Greece elects neo-Nazis amid new fears for euro and Europe
After Hollande's victory in France, radical Greeks give a resounding no to austerity
VOTERS in Greece have emphatically rejected austerity, throwing the country's future into uncertainty, and threatening to plunge Europe back into economic chaos.
On the weekend that France elected an anti-austerity president in Francois Hollande, the Greeks delivered an even more powerful message. The two main parties, which support the harsh budget cuts imposed by the EU, polled less than a third of the vote, a radical left-wing coalition group, Syriza, came second overall and the neo-Nazi Golden Dawn won 21 seats.
The result in Greece has led to jitters in the markets, where the euro fell sharply on Monday, and has increased the pressure on Hollande to get off on the right foot with German Chancellor with Angela Merkel, who has lost her main ally in Europe in Nicolas Sarkozy.
Commentators are agreed that it will now be almost impossible for a Greek government to support the austerity measures.
"Weeks of uncertainty are likely to follow as numerous parties vie to cobble a majority coalition, with a fresh election within two months a distinct possibility," reports The Daily Telegraph.
Mark Lowen of the BBC says: "This country is now placed into a period of intense political instability - and by extension the eurozone as a whole... The success of the new-right Golden Dawn party indicates how comprehensive a rejection of the political mainstream, the bailout and austerity there has been."

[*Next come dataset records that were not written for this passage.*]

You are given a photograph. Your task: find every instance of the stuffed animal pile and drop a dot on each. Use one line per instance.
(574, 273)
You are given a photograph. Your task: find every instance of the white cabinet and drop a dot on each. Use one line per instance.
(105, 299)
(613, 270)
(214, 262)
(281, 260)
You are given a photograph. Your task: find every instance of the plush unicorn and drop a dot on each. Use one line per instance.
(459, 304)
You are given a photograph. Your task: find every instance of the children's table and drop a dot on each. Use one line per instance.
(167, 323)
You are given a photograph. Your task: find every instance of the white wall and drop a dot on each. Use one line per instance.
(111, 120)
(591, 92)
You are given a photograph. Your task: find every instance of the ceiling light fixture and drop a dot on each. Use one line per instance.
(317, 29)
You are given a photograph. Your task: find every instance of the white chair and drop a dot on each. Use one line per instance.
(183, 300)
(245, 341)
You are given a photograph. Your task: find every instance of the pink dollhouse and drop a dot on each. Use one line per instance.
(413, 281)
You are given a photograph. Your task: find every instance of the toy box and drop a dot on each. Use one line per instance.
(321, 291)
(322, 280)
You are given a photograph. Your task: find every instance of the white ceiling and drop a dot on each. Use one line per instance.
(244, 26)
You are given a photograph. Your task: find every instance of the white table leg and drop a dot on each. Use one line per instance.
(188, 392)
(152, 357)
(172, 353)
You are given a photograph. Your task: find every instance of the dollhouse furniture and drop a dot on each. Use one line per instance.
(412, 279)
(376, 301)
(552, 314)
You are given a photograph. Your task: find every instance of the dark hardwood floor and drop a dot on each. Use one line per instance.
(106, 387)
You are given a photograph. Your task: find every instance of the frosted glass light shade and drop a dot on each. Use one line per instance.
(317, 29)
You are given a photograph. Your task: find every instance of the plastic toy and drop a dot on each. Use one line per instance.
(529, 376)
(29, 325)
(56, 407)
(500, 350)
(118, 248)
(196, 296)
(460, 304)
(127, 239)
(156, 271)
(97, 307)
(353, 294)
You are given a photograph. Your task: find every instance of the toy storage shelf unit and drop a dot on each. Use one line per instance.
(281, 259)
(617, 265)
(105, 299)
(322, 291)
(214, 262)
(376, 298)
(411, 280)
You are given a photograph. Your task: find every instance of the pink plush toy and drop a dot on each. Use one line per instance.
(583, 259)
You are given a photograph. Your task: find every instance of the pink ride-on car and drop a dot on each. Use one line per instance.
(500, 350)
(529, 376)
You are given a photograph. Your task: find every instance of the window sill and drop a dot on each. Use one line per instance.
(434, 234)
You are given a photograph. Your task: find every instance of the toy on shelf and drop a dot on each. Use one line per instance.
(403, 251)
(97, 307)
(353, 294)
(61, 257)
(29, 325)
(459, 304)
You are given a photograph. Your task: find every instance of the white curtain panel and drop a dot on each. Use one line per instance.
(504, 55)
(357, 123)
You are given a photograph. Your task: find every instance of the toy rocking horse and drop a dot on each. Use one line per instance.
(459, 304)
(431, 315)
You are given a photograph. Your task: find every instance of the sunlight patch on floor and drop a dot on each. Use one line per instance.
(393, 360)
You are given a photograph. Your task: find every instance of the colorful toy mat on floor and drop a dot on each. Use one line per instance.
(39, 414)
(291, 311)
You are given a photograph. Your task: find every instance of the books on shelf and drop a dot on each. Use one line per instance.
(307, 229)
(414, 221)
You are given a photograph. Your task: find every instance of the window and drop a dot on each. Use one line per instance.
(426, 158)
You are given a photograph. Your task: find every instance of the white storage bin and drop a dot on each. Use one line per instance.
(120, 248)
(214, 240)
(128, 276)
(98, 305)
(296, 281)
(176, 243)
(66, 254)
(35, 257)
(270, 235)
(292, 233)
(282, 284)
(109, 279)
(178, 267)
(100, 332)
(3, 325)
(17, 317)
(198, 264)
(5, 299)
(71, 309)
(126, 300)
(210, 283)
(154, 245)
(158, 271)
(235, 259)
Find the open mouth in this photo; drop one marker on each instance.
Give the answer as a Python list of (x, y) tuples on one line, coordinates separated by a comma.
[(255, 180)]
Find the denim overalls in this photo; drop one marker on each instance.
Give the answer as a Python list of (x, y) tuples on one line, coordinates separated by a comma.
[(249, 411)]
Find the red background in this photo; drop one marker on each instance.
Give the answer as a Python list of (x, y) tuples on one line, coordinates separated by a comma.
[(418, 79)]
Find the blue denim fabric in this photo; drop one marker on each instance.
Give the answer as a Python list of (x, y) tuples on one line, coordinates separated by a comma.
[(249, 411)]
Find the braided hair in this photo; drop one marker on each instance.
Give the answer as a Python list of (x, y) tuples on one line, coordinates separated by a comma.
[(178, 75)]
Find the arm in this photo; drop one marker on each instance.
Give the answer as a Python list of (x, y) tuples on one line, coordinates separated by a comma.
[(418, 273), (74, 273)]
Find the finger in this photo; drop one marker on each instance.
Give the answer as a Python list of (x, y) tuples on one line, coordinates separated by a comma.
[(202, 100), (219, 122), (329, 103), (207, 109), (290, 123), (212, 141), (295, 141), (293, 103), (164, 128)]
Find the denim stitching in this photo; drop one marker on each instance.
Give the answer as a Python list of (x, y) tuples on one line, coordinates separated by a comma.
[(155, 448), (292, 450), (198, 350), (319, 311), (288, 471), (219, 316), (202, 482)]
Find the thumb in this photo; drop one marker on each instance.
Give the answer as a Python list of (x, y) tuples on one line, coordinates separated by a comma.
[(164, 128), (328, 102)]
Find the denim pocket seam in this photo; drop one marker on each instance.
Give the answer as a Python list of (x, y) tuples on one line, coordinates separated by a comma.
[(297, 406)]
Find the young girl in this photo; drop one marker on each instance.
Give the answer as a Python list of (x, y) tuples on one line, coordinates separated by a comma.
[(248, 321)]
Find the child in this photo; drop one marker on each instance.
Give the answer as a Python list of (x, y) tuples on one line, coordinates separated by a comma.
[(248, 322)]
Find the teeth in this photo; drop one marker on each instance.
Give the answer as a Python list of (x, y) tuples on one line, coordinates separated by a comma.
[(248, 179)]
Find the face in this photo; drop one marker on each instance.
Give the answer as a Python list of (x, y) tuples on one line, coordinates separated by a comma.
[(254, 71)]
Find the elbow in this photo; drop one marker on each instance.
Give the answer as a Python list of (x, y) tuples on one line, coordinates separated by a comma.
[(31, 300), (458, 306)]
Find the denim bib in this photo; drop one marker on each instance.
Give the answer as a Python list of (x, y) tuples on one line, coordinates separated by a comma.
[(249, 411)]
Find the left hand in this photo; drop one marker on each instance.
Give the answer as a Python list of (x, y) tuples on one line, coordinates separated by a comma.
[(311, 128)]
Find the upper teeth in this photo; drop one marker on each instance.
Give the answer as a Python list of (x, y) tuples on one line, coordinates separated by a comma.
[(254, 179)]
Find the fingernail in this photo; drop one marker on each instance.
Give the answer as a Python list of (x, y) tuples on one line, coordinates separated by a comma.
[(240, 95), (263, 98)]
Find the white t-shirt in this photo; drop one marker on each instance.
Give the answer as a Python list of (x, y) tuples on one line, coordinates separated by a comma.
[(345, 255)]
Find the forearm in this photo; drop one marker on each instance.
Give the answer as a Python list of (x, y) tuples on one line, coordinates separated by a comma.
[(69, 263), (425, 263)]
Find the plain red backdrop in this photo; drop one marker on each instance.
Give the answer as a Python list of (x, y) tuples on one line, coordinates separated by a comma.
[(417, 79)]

The Times reports that the neo-Nazi group saw its support rocket from 0.23 per cent in the 2009 general election to seven per cent. The paper says its policies include putting landmines along Greece's borders to deter immigrants.
"Musclebound supporters forced journalists attending [leader Nikolaos Michaloliakos'] post-election press conference to stand as a mark of respect for their leader - prompting at least one to walk out," it adds.
The Guardian says that the results leave German Chancellor Angela Merkel isolated. "If Germany takes a tough line on Greece honouring the terms of its bailouts, it remains to be seen whether it will have Hollande's backing. Merkel could rely on Nicolas Sarkozy, but the balance of power in Europe shifted at the weekend and the political and psychological dynamics of managing the euro crisis also changed."